Por: Carla Huidobro

     Sanar, amar, encontrar paz. Qué bonitas suenan esas palabras, ¿no? Como si fueran estampitas religiosas, como si bastara con repetirlas tres veces para que se hiciera el milagro. Pero no. Sanar es un desmadre. Amar es un chiste cruel. Y la paz, la famosa paz, es un invento de los cansados para seguir respirando un día más.

     Sanar, dicen. ¿Pero qué es sanar? ¿Dejar de doler? No jodan. Sanar es sacarse los clavos con los dientes, es abrirse la piel con las uñas y meter la mano hasta el fondo para sacar el veneno. Sanar es un proceso sucio, violento, necesario. Te obliga a mirarte al espejo cuando llevas años evitándolo. A contar las costillas rotas, a aprender los nombres de tus muertos. Nadie sana sin morirse un poquito en el intento.

     Y amar… Ay, amar. Amar es otra trampa. Es creer que el otro va a salvarte cuando apenas y puede salvarse a sí mismo.
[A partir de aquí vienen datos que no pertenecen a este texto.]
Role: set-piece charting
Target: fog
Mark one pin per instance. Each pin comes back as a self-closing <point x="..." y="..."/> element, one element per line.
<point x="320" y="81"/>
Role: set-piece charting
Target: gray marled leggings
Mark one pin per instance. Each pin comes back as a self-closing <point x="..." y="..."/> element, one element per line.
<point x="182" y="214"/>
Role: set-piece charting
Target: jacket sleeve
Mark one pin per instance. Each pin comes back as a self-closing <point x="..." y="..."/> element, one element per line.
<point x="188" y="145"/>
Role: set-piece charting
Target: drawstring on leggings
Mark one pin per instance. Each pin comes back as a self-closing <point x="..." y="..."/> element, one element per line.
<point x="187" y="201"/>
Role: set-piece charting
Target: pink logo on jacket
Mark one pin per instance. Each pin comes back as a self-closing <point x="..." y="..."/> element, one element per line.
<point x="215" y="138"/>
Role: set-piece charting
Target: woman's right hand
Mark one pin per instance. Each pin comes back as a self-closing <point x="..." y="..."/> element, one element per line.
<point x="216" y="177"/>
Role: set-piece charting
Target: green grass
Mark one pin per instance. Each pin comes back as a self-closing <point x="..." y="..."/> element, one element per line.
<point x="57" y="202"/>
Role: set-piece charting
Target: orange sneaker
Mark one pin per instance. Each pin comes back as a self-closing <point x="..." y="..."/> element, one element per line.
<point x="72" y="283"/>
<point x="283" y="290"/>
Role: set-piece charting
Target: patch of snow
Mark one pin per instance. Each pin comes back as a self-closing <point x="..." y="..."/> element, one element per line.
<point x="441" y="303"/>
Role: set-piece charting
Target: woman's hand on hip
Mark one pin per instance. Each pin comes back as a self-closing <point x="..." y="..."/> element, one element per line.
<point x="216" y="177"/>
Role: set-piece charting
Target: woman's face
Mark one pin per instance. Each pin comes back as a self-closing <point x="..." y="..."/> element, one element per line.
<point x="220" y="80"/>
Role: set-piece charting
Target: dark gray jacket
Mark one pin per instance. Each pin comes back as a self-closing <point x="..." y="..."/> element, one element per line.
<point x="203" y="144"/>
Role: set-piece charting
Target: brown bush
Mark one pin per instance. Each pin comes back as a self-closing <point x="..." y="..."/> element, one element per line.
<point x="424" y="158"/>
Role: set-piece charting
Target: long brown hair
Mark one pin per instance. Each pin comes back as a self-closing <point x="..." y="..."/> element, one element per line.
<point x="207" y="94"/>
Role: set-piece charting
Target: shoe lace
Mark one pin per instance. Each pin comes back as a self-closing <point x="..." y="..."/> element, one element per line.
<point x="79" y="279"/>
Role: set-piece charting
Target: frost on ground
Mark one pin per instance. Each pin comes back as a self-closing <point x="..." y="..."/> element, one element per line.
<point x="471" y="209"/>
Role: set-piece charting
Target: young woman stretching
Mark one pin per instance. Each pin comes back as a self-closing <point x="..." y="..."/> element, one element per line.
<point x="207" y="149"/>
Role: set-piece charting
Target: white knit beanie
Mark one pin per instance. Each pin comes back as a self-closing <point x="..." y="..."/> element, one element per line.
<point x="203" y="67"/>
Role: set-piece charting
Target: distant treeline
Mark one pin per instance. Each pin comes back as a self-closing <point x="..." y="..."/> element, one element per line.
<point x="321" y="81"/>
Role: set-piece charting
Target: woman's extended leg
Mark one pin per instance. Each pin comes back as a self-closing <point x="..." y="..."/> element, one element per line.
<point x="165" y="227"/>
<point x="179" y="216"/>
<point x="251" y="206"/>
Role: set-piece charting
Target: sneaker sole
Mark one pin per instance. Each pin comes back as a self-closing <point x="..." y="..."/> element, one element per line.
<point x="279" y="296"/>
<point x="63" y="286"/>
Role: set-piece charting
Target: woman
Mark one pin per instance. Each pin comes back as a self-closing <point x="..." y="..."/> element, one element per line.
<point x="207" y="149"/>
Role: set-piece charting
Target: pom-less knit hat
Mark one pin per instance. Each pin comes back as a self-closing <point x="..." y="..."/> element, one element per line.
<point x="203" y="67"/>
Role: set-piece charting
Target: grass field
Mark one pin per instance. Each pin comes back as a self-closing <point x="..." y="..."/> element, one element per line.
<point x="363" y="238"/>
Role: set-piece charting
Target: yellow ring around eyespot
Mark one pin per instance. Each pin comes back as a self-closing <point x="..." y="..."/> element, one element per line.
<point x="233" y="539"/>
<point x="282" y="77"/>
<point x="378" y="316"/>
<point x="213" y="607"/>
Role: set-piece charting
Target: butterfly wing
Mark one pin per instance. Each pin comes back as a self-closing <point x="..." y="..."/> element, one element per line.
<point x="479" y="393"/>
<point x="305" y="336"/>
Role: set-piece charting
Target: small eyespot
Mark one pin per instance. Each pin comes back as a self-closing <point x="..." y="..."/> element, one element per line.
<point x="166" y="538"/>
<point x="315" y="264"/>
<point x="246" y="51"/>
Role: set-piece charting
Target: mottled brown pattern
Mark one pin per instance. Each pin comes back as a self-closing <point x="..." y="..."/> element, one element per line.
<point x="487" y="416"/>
Amar es poner el cuello en la boca del lobo y rezar porque no tenga hambre. Amar es bonito, sí, cuando empieza. Pero después vienen los silencios, las dudas, el miedo. Y ahí sigues tú, terco, esperando que no te devoren. O peor: esperando que sí, que te devoren de una vez y acabe el suspenso.

     Y luego está la paz. La gran paz. La buscan como quien busca dinero, amor o la clave del WiFi. Pero la paz no está en la meditación ni en los atardeceres bonitos ni en las frases de autoayuda. La paz, si es que existe, es un estado de resignación bien logrado. Es decir: «Sí, el mundo es un caos, mi vida es un desastre, todo se va al carajo… pero aquí estoy, respirando, con un café en la mano, sin ganas de matar a nadie. Y con eso basta.» 

     Sanar, amar, encontrar paz. ¿Quieres la verdad? Nadie sale ileso. Nadie. Pero un día, después de tanto joderte, te das cuenta de que el dolor se volvió parte de ti, como una cicatriz que ya ni sientes. Y entonces sigues adelante. No porque encontraste el sentido de la vida, sino porque ya te cansaste de buscarlo. Y con eso, a veces, es suficiente.